Juga memenjarakan kesadaranku ketika ia kini memiringkan kepalanya mengarahkan bibirnya menuju bibirku.
Dan sentuhan lembut bibirnya menyapu bibirku sekilas. Hembusan nafas kami saling bertabrakkan. Menghantarkan rasa gugup  dan terkejut yang membuatku memejamkan mata.
Kembali kurasakan bibirnya menyentuh bibirku lagi setelah tadi ia menjauhkan bibirnya sejenak.
Kali ini terasa lebih dalam ketika ia menenggelamkan bibirnya pada bibirku.
Melumatnya. Sementara bibirku sendiri kubiarkan ia lumat tanpa perlawanan.
Aku tidak paham dengan ini
otakku seakan lumpuh seketika. Membiarkan ia menguasai bibirku akal sehatku seperti menghilang sejenak.
Kini kurasakan tangannya menekan tengkukku.
Membuat ciumannya semakin intim.

“Tuhan, apa yang akan terjadi pada kami malam ini.
Kenapa tubuhku tidak melakukan penolakan apapun terhadapnya?”

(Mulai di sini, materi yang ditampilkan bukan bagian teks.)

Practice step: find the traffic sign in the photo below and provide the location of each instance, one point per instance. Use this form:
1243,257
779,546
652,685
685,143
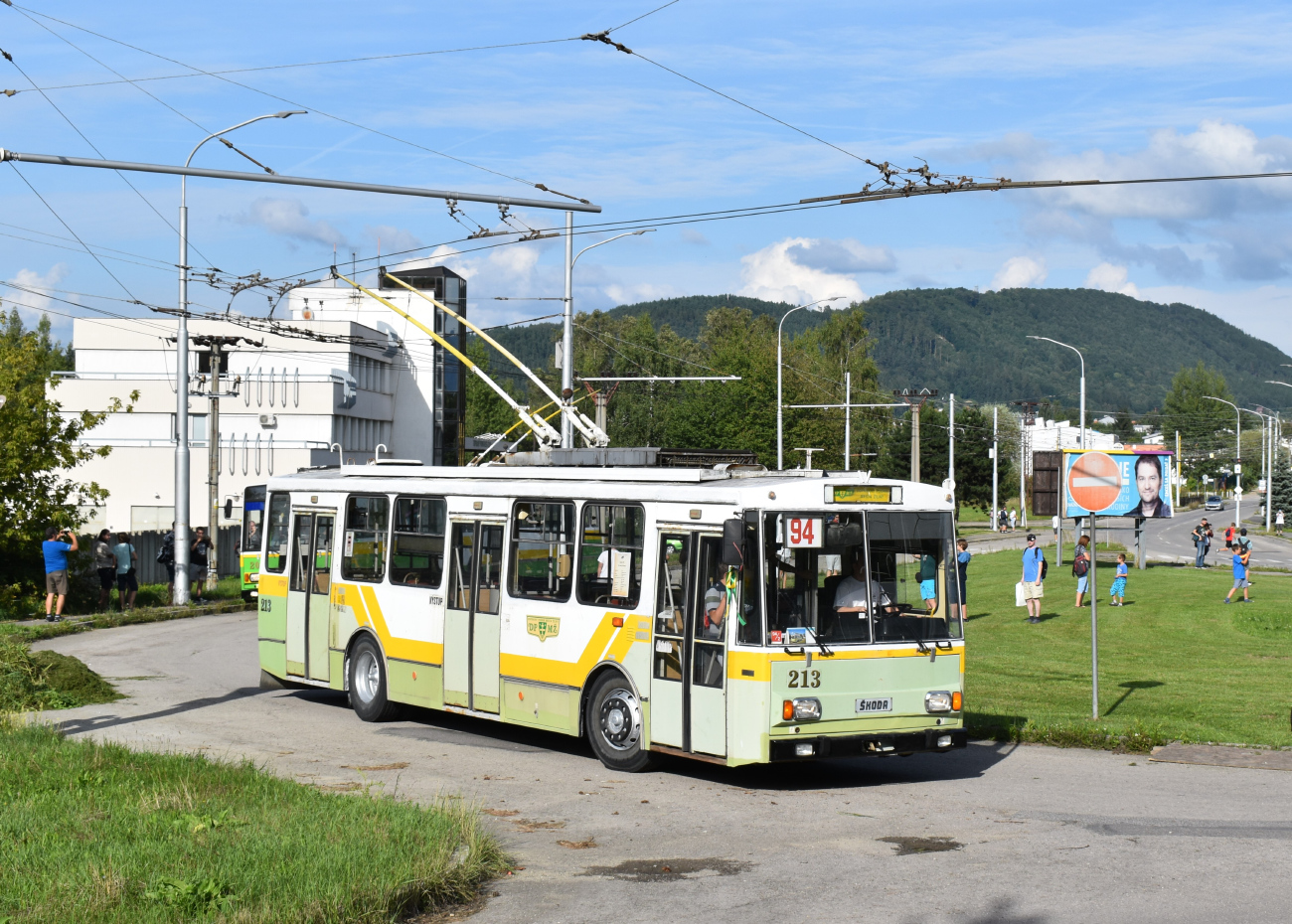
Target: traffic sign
1094,481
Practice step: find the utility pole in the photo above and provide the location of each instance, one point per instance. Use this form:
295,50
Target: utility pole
915,399
1029,419
995,451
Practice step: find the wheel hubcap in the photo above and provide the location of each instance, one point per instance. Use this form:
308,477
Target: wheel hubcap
367,676
620,720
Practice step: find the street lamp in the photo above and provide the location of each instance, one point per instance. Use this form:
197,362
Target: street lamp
181,374
780,454
567,338
1238,458
1033,336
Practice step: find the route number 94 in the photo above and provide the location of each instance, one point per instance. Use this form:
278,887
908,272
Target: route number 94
804,533
804,679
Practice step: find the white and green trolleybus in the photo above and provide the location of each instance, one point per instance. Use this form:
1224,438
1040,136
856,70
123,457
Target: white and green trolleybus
727,613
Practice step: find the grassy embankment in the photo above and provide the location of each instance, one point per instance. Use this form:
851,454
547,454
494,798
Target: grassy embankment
1175,662
93,833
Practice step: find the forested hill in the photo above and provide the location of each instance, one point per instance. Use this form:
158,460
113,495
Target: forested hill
976,344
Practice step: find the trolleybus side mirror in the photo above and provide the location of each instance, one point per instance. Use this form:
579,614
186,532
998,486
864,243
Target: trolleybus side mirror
732,542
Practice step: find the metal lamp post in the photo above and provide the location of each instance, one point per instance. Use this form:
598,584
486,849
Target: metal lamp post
1238,458
567,336
181,374
1033,336
780,327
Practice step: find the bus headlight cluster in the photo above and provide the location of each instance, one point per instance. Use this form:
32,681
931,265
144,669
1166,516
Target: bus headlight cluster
801,709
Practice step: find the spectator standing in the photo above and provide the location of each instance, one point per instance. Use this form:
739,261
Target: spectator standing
1034,562
1119,581
1081,567
1202,542
1241,559
127,562
198,561
106,566
166,555
56,548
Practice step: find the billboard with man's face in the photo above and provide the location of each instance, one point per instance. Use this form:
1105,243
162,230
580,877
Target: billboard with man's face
1116,482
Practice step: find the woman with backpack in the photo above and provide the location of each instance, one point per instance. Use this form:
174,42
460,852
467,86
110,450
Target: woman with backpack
1081,567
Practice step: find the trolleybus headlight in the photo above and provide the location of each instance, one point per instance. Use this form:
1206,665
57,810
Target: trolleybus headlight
801,709
938,700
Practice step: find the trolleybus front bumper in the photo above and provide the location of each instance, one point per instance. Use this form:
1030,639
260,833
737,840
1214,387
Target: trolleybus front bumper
866,746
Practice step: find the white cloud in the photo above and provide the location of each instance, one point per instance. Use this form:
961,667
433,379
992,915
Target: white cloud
289,218
33,299
775,274
1111,279
1020,273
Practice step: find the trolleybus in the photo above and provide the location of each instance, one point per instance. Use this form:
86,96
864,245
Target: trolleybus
727,614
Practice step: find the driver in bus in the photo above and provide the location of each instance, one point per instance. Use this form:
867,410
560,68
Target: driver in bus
851,596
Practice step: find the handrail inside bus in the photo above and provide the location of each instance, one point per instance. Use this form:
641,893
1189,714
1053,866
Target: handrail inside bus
543,432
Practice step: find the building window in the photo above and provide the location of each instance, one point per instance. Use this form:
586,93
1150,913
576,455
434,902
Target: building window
542,549
610,559
417,545
363,557
276,536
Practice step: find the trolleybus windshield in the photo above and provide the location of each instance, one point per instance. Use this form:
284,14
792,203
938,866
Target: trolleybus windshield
853,578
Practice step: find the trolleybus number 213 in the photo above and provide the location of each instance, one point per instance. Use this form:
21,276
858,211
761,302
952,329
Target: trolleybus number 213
730,615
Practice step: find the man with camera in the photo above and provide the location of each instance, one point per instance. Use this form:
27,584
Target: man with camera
56,546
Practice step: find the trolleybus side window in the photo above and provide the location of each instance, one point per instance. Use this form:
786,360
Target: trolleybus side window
610,558
279,533
542,549
671,605
908,554
417,542
253,519
363,554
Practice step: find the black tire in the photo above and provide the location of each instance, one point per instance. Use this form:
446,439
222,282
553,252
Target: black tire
614,722
366,680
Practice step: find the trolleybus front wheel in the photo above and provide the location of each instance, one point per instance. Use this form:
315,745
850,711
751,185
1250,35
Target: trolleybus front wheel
615,725
369,683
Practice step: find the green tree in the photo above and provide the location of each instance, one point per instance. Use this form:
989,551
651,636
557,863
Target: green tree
40,446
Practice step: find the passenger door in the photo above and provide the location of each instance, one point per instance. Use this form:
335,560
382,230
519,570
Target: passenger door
472,622
309,594
692,631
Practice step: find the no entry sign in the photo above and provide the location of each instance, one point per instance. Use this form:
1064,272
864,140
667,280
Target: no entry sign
1094,481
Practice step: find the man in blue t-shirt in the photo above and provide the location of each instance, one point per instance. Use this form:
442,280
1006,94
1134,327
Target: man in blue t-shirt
56,548
1033,589
1241,557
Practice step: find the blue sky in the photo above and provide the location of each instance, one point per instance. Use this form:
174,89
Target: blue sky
1019,89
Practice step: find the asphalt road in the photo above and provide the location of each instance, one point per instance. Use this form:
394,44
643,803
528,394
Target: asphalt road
1037,835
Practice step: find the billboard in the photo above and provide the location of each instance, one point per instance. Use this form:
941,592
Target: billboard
1128,482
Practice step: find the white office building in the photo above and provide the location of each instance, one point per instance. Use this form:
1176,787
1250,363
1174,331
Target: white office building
343,378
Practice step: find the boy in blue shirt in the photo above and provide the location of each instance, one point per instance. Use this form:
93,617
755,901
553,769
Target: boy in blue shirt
56,548
1241,557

Bahkan kini aku mulai membalas lumatan-lumatan agresifnya. Sungguh.
Aku seperti tidak mengenali diriku lagi.
Dan ketika aku membuka mataku yang sedari tadi terpejam, aku mendapati diriku sudah berada dibawah kuasa tubuhnya.
Berbaring pasrah dengan dia yang berada diatasku. Terengah dengan ciuman kami yang entah berapa lama kami lakukan itu. Akupun sama terengahnya.
Mungkin aku lebih butuh banyak asupan oksigen dibanding dia. Keringat dingin terasa membasahi keningku.
Tatapannya terlalu intens dan.. bergairah.
Tidak ada satu patah katapun yang ia ucapkan. Ia kembali menghalau asupan oksigenku. Kembali menggeluti bibirku dengan ciuman-ciumannya.
Dan aku bergerak gelisah ketika tangannya terasa mengelus pinggangku. Menyingkap kaos ku hingga tangannya yang hangat menyentuh kulit perutku. Melakukakan gerakan mengelus yang membuat eranganku tertahan oleh ciumannya.
Asupan oksigenku semakin menipis. Aku mengerang tersiksa memintanya melepaskan bibirnya sejenak.

Ia mengerti.
Baru saja aku menghembuskan nafas lega,
menghirup oksigen ketika ia membuat segalanya lebih kacau dengan mengarahkan ciumannya menuju leherku.
Menjejakkan bibirnya perlahan disana. Menghembuskan nafasnya yang memburu.
Membuatku terhipnotis dan merasakan hal yang sama.
Nafasku memburu. Merasakan percikan gairahnya yang membuat keringatku semakin banyak.

“Ahhh…”
Remasannya yang tidak sabar pada dadaku membuat desahan bodoh itu lolos begitu saja dari bibirku.
Ia menghentikan kegiatannya pada leherku dan menatapku.
Oh, demi apapun, aku tidak sanggup menatap matanya.
Aku terlalu malu menunjukkan wajahku yang kuyakini begitu berantakan.
Tersengal dan bahkan mengeluarkan rintihan berupa desahan tadi. Aku malu.
Dan kenapa ia kini dia mulai tersenyum.
Apa arti senyum itu? Senyum yang memikat sebenarnya. Yang membuat kepalaku terasa berputar. Kacau. Tangannya menarikku bangkit. Membuatku terpaku dengan tindakannya yang tidak kupahami.
Ia duduk  diatas kakiku. Menumpukan kedua lututnya, menatapku.
Matanya mengarah pada ujung kaosku yang ternyata tengah digenggam olehnya.
Ia menaikkan kaosku perlahan hingga memperlihatkan perutku yang tidak ditutupi apapun.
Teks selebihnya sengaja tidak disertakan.